As I write this, Senate Bill 337, an act “generally revising laws involving parental rights,” dealing specifically with parents’ rights involving curriculum and instruction in public schools, has been sent to the governor’s desk for signing.

In my view, this law is a solution seeking a problem. I say that because in 34 years’ experience in public education, I never once saw parents denied access to viewing or discussing curriculum in their school. I did see parents lose their argument, mainly because they came in hot and when they’d vented, they walked away. And, in the case of sex ed, for instance, over the years I did see parents gain considerable influence over how the subject was approached.

But overall I saw very little interest from parents on the subject of curriculum. I don’t fault them for this. Teachers and administrators themselves, after hearing the word “curriculum” and related terms for about three consecutive meetings, start falling out of their chairs with boredom and confusion. Can’t be helped.

Nor did I ever see parents calling for more academically-rigorous curricula.

But the devil is always in the details, of course, and to understand this new law’s potentials, it must be viewed in detail.

For instance, (New section) Section 1b: … procedures by which a parent may object to any specific instruction or presentation on the basis that it is harmful and may withdraw the parent’s child from the instruction or presentation.

There follows a long definition of “harmful,” loose enough to make almost anything fit the category, so we now have a whole new can of pedagogical worms. Individual lessons for each child? Some children lost because they’re missing part of the curriculum? Clever teens working both ends against the middle? Lawsuits against the schools, or against individual teachers? Punishments for teachers who dissent? Frustrated teachers throwing in the towel, and rightfully so?

The whole country is already short of teachers for many reasons, including lack of parental support for classroom discipline procedures, lack of clear curriculum directives from which to plan instruction, or just plain too many non-academic directives altogether. This is old news, but this new law only makes matters worse.

Why did this law happen?

Well, some days it seems that vocal liberals want to own the public schools’ curricula from A-to-Z, turning them into nothing more than social-justice-activism platforms, with gender issues currently at the top of the list and presented far too early (do first-graders really need to do LGBTQ+ dramas?), with far too many grievances and identity-politics assumptions eating up academic time, all at the beck-and-call of tiny minorities of the population operating in-your-face political movements more interested in the fight than in workable resolutions or solid subject matter. It’s one form of brainwashing; it makes a conservative backlash inevitable and at times certainly justifiable.

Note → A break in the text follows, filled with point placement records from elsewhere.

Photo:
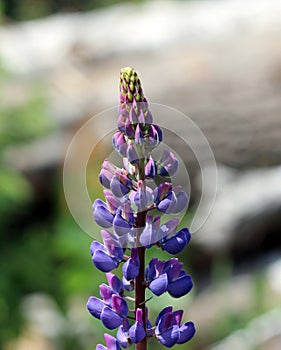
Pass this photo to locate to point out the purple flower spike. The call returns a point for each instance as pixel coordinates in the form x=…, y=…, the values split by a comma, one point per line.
x=131, y=267
x=177, y=243
x=137, y=332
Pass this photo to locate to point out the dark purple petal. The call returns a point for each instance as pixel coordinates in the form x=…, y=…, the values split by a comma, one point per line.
x=176, y=317
x=120, y=225
x=103, y=261
x=139, y=138
x=112, y=202
x=132, y=154
x=95, y=306
x=119, y=305
x=136, y=333
x=187, y=331
x=177, y=243
x=161, y=192
x=101, y=347
x=181, y=202
x=118, y=188
x=159, y=285
x=169, y=337
x=105, y=178
x=150, y=168
x=110, y=319
x=165, y=311
x=111, y=342
x=114, y=282
x=122, y=337
x=105, y=292
x=97, y=246
x=168, y=229
x=103, y=217
x=180, y=287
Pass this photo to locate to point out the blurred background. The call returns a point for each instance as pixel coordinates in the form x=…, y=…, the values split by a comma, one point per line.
x=219, y=62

On the other hand, there is an element of conservatism that wants public education dismantled, this not necessarily in hope of deeper dives into the search for truth and wisdom. This element wants to do its own right-wing brainwashing at home or in private schools. It fears differing opinions, sets up thought-control walls to hold against them, promotes historical myths over historical truths, and leaves no room for academic freedom.

That’s where this new law aims in its details. Even at best it’s going to cause more stacks of bureaucratic paperwork. Reminds me of Dagwood and his boss fighting over some bit of contract work – lots of dust and thumping and “eat this, you …!” It’s politics, not education, and all to no sensible end that I can see.